Multi-degree splines are piecewise polynomial functions having sections of different degrees. They offer significant advantages over the classical uniform-degree framework, as they allow for modeling complex geometries with fewer degrees of freedom and, at the same time, for a more efficient engineering analysis. Moreover they possess a set of basis functions with similar properties to standard B-splines. In this paper we develop an algorithm for efficient evaluation of multi-degree B-splines, which, unlike previous approaches, is numerically stable. The proposed method consists in explicitly constructing a mapping between a known basis and the multi-degree B-spline basis of the space of interest, exploiting the fact that the two bases are related by a sequence of knot insertion and/or degree elevation steps and performing only numerically stable operations. In addition to theoretically justifying the stability of the algorithm, we will illustrate its performance through numerical experiments that will serve us to demonstrate its excellent behavior in comparison with existing methods, which, in some cases, suffer from apparent numerical problems.

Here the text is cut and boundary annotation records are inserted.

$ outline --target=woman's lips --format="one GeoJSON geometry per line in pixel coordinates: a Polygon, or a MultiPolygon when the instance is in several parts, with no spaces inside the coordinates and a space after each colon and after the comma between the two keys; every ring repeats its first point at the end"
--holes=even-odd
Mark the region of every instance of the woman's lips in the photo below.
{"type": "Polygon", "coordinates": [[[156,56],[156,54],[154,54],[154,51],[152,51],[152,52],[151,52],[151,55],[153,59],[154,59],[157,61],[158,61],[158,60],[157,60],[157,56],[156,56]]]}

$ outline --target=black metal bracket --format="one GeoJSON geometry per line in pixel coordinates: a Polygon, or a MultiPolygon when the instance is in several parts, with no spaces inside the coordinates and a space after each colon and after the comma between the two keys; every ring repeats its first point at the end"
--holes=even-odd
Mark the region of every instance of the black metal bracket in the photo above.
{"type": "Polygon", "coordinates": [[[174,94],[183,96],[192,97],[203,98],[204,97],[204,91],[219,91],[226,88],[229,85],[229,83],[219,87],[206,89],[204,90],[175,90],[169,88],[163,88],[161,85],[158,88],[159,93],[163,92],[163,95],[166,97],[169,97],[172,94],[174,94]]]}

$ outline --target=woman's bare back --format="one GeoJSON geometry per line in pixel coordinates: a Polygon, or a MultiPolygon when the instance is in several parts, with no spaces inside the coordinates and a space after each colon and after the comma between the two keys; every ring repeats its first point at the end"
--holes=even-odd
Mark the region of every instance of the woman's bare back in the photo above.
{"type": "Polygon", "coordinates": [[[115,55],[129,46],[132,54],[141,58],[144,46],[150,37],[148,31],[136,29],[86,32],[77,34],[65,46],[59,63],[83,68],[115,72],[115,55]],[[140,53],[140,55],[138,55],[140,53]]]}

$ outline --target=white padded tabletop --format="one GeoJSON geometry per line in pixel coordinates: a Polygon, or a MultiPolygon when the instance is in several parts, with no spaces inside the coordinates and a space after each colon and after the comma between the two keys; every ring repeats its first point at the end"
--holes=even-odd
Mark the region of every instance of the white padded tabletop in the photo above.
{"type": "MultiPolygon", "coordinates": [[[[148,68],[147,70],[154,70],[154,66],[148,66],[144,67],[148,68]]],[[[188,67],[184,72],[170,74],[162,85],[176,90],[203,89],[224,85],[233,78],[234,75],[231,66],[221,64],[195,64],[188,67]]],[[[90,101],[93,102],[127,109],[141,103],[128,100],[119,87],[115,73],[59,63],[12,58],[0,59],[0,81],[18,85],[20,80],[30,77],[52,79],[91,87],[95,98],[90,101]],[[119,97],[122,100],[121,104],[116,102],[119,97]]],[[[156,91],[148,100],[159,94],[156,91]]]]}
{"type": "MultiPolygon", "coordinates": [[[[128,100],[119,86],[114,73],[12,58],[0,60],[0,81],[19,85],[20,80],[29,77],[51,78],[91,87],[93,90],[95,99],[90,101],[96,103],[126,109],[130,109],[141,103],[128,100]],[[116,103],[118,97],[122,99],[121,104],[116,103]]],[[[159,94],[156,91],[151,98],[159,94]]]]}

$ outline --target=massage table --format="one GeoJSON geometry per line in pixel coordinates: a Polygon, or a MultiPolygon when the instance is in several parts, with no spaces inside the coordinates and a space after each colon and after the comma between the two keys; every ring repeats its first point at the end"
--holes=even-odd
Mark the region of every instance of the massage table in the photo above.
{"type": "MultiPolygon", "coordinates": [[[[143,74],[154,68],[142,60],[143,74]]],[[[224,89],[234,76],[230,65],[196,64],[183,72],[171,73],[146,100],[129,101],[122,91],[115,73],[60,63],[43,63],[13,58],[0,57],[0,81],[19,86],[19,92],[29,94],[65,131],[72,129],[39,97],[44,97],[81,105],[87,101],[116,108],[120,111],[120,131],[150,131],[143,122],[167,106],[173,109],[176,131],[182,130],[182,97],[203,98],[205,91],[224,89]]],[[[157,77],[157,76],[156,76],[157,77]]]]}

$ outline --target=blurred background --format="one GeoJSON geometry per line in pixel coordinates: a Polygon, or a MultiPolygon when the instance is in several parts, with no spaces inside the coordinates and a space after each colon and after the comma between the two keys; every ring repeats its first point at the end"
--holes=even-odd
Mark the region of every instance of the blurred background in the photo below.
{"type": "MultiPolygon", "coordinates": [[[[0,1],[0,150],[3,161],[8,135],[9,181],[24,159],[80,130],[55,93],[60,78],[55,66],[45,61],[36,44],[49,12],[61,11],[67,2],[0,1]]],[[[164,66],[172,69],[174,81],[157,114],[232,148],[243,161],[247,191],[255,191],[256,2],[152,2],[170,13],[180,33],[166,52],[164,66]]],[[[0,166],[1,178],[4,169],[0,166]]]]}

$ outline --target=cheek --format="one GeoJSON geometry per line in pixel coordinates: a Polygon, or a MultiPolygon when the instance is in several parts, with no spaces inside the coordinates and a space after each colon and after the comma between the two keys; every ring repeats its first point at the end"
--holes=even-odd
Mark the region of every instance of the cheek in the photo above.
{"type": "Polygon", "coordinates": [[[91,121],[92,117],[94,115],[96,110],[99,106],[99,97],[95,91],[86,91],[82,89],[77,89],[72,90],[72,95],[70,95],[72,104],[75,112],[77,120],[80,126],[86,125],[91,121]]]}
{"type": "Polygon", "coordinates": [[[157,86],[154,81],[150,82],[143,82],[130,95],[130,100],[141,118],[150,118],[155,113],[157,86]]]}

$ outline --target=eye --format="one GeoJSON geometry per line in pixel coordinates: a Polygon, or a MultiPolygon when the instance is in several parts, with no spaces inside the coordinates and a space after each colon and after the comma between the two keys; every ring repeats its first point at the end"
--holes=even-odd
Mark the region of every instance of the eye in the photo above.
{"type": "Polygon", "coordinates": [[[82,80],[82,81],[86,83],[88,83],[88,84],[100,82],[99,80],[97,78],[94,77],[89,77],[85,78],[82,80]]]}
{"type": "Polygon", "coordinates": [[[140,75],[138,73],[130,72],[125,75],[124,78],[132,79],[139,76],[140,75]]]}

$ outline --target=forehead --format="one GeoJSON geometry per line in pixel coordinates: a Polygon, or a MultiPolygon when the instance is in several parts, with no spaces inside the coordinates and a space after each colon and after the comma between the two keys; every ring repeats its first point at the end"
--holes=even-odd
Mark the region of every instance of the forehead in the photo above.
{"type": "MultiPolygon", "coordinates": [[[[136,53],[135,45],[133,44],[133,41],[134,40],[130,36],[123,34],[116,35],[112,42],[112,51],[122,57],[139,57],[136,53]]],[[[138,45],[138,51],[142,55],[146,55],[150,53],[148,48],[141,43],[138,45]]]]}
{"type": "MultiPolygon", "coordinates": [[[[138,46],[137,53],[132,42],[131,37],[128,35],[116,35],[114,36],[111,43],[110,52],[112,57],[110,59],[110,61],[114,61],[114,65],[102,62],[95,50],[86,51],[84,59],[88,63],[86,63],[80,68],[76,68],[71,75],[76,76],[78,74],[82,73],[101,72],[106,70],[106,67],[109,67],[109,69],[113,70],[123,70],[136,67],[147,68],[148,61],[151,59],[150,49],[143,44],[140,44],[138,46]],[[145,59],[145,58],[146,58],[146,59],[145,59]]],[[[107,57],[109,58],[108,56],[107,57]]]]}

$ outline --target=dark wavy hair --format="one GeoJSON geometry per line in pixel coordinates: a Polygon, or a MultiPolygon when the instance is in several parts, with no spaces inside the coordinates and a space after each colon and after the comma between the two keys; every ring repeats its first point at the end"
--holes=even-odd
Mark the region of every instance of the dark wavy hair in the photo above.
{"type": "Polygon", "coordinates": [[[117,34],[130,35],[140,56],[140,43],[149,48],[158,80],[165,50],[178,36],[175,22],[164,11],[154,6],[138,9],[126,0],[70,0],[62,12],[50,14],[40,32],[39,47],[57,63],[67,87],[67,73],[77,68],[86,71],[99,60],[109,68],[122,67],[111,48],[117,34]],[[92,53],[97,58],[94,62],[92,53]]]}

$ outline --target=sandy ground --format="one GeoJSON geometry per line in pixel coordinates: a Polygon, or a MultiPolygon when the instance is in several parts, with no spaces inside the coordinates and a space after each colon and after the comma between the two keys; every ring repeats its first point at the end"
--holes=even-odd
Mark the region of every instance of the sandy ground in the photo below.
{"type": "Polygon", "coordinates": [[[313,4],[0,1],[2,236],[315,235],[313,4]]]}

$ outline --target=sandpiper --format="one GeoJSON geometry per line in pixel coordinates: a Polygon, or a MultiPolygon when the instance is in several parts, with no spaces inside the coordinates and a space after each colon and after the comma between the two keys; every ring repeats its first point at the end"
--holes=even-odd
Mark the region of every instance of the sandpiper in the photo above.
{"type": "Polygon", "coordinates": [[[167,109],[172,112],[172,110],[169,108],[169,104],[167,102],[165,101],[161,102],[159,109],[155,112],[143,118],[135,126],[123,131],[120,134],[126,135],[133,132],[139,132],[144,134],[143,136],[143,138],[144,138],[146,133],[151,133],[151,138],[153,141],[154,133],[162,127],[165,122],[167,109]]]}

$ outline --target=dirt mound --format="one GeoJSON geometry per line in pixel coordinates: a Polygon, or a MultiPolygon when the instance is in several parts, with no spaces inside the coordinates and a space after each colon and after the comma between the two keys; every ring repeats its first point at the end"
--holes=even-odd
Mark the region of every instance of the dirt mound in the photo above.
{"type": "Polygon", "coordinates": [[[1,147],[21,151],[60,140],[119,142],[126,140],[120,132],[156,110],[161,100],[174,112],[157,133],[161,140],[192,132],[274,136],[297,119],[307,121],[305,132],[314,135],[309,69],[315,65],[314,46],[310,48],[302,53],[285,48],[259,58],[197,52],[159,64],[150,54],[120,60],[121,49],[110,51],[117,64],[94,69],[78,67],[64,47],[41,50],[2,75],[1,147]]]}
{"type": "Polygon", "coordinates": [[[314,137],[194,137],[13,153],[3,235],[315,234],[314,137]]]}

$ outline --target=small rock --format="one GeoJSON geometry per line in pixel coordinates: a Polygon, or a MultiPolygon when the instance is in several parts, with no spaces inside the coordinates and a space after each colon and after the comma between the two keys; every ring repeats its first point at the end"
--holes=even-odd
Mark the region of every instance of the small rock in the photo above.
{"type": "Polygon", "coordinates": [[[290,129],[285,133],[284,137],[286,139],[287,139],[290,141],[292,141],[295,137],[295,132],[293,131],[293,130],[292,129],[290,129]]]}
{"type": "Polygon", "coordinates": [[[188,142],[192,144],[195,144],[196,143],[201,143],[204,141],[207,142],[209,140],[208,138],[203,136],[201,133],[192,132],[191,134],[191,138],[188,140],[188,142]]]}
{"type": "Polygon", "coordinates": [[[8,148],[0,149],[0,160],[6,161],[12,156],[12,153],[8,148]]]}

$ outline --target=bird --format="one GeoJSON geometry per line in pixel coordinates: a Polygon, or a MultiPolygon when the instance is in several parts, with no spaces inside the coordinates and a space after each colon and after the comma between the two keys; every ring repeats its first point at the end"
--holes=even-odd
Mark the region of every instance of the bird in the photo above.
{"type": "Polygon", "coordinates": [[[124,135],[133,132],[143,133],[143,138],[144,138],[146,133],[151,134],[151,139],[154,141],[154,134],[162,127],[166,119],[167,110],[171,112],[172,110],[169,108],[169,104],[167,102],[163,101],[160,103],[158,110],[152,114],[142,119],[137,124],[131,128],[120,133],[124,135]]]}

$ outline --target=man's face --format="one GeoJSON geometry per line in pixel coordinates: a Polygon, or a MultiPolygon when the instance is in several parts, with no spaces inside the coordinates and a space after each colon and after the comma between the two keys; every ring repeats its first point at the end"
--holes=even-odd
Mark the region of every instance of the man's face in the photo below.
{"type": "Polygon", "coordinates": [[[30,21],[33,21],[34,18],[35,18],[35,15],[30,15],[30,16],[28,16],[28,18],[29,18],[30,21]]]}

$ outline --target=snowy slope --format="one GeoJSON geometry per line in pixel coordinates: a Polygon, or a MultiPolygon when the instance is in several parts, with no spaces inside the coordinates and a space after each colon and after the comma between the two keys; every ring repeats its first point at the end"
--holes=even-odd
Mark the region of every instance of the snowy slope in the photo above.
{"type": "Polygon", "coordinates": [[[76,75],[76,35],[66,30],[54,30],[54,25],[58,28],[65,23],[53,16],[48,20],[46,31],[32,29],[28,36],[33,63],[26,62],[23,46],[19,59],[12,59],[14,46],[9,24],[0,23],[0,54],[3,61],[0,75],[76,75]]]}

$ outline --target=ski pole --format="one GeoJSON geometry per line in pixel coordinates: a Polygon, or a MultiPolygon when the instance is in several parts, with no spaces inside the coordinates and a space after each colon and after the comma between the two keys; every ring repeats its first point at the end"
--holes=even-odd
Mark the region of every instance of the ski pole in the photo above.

多阶样条是具有不同阶段的分段多项式函数。与经典的均匀度框架相比，它们具有显着的优势，因为它们允许以较少的自由度对复杂的几何形状进行建模，同时可以进行更有效的工程分析。此外，它们拥有一组与标准 B 样条具有相似特性的基函数。在本文中，我们开发了一种有效评估多度 B 样条的算法，与以前的方法不同，该算法在数值上是稳定的。所提出的方法包括明确构建已知基和感兴趣空间的多度 B 样条基之间的映射，利用两个碱基通过一系列结插入和/或度数提升步骤相关的事实，并且仅执行数值稳定的操作。除了从理论上证明算法的稳定性之外，我们还将通过数值实验来说明其性能，这将有助于我们证明其与现有方法相比的出色行为，这些方法在某些情况下存在明显的数值问题。